David Bowie (/ˈboʊ.i/; born David Robert Jones, 8 January 1947) is an English singer, songwriter, multi-instrumentalist, record producer, arranger, and actor. He is also a painter and collector of fine art. Bowie has been a major figure in the world of popular music for over four decades, and is renowned as an innovator, particularly for his work in the 1970s. He is known for his distinctive baritone voice as well as the intellectual depth and eclecticism of his work. Aside from his musical abilities, he is recognised for his androgynous beauty, which was an iconic element to his image, particularly in the 1970s and 1980s.
Bowie first caught the eye and ear of the public in July 1969 when his song "Space Oddity" reached the top five of the UK Singles Chart. After a three-year period of experimentation he re-emerged in 1972 during the glam rock era with the flamboyant, androgynous alter ego Ziggy Stardust, spearheaded by the hit single "Starman" and the album The Rise and Fall of Ziggy Stardust and the Spiders from Mars. Bowie's impact at that time, as described by biographer David Buckley, "challenged the core belief of the rock music of its day" and "created perhaps the biggest cult in popular culture." The relatively short-lived Ziggy persona proved merely one facet of a career marked by continual reinvention, musical innovation and striking visual presentation.

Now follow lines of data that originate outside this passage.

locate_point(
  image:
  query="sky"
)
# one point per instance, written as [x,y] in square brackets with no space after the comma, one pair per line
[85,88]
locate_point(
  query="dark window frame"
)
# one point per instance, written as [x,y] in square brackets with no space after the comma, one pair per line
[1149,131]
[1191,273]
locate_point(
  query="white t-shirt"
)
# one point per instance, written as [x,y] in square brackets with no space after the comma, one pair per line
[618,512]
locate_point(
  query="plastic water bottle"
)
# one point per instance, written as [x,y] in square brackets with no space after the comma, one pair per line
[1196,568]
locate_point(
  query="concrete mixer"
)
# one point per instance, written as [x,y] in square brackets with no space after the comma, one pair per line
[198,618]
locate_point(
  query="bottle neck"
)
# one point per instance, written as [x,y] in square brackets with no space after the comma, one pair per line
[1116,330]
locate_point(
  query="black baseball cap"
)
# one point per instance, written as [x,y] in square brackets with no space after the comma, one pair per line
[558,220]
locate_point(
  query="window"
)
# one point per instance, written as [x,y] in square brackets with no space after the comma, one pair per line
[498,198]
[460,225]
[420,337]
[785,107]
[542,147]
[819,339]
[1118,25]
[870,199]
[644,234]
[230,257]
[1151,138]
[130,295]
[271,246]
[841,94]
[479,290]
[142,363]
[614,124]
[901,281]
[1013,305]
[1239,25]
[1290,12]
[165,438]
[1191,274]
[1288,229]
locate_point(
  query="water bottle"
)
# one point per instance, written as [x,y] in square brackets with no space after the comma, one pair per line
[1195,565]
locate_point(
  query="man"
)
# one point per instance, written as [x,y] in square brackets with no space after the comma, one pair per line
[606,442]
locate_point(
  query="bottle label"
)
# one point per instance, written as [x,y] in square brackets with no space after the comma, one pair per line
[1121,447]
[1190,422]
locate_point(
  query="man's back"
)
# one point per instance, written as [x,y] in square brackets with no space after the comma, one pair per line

In 1975, Bowie achieved his first major American crossover success with the number-one single "Fame" and the hit album Young Americans, which the singer characterised as "plastic soul". The sound constituted a radical shift in style that initially alienated many of his UK devotees. He then confounded the expectations of both his record label and his American audiences by recording the minimalist album Low (1977)—the first of three collaborations with Brian Eno over the next two years. Low, "Heroes", and Lodger, the so-called "Berlin Trilogy" albums, all reached the UK top five and received lasting critical praise. After uneven commercial success in the late 1970s, Bowie had UK number ones with the 1980 single "Ashes to Ashes", its parent album Scary Monsters (and Super Creeps), and "Under Pressure", a 1981 collaboration with Queen. He then reached a new commercial peak in 1983 with Let's Dance, which yielded several hit singles. Throughout the 1990s and 2000s, Bowie continued to experiment with musical styles, including blue-eyed soul, industrial, adult contemporary, and jungle. He has not toured since the 2003–04 Reality Tour and has not performed live since 2006. Bowie's latest studio album The Next Day was released in March 2013.
David Buckley says of Bowie: "His influence has been unique in popular culture—he has permeated and altered more lives than any comparable figure." In the BBC's 2002 poll of the 100 Greatest Britons, Bowie was placed at number 29. Throughout his career, he has sold an estimated 140 million albums. In the UK, he has been awarded nine Platinum album certifications, 11 Gold and eight Silver, and in the US, five Platinum and seven Gold certifications. In 2004, Rolling Stone ranked him 39th on their list of the "100 Greatest Artists of All Time", and 23rd on their list of the best singers of all time.